Centipaid.com offers websites the flexibility to charge small amounts
of money, also refered to as B<micropayment>, to users wishing to
access to their web services without the complexity of setting up
e-commerce enabled site, or to deal with expensive credit card
processing options. Users benefit from not having to reveal their
identity or credit card information everytime they decide to visit a
website. Instead, centipaid allows users to simply pay using
a pre-paid internet stamp, by simply uploading the stamp to centipaid's
site. The stamps are valid in all sites using centipaid.com payment
system.
To access a site, recipts are issued by centipaid and are used to track
valid payments. This information is captured and processed by the
Apache::Centipaid module. The information is then stored locally to
any SQL database installed. The module relies on DBD/DBI interface
so as long as the database has a DBD interface installed under Perl,
and utilizes SQL to make queries and inserts, then you should be able
to maintain and track your receipts.
B<How does it work?>
A user visits a website, or a section with a site, that requieres an
accecss fee. The webserver will intercept the request, and realize that
the user has not made a payment, and hence they are directed to
centipaid.com to pay for access. Centipaid will inform the user what
they are paying for in a standard language, along with the fee associated
with the access, and the duration of the granted access.

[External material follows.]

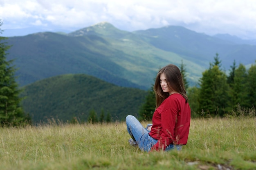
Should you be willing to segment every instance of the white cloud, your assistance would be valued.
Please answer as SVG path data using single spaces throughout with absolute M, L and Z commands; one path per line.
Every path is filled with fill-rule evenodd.
M 179 24 L 209 34 L 246 37 L 256 30 L 255 16 L 253 0 L 0 0 L 0 19 L 6 28 L 80 28 L 106 21 L 129 31 Z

If the user agrees to the terms, s/he proceeds to select an electronic
stamp from his computer that has enough funds to pay for the access.
Centipaid will autheticate the stamp, deduct the access fee, and issue the
user a receipt number. The user will see a receipt on his page that
re-iterates the terms, amount paid, and internet stamp balance. A link will
be also available for the user to click on to be transported back to the
page they came from, along with the receipt number. Once the user makes
a payment, they are shown the amount paid, the balance left on the card,
and a link back to the page they were trying to access. Once they press
the link, they are forwarded back to the initial page they tried to
access.
At this stage, Apache::Centipaid realizes that a rececipt is being submited
as payment. It takes the receipt number and autheticates with centipaid's
receipt server to insure that the receipt is a valid one, and that the
proper funds have been paid.
If the rececipt is valid, then the information is stored locally. The
information stored included the ip of the client (for optional enforcment
of payment tied to ip), amount paid, date of transaction, expiry date,
and the zone the payment covers. And since centipaid micropayment system
is designed to allow users to pay without having to provide username,
password or any other payment information other than the recipt
number, it makes the process easy to manage and neither the payer or
payee have to worry about financial information falling into the wrong
hands.
B<How do we track payments?>
When a user makes a payment, the Apache::Centipaid module inserts a cookie
that contains the receipt number, and it sets the expiry of the cookie
based on the payment B<duration> specified in the configuration file.
Everytime a user visits protected areas in a site, the cookie is
inspected, and if it exists it is matched with the receipt database. if
it is found, and the expiry date has not been met, then they are granted
access. If the receipt is non existent, or past its expiry date, the
user is prompted to make payment again.
Please reffer to centipaid.com for the most updated version of this
module, since other methods of tracking payment may be available.
Centipaid.pm view on Meta::CPAN
for a given domain name. This number is unique
and it determines who gets paid.
=item B<pass> receipt_password
The password is used only in socket authetication.
It does not grant the owner any special access
except to be able to query the receipt server for
a given receipt number.
=item B<amount> 0.5
The amount is a real number (float, non-integer)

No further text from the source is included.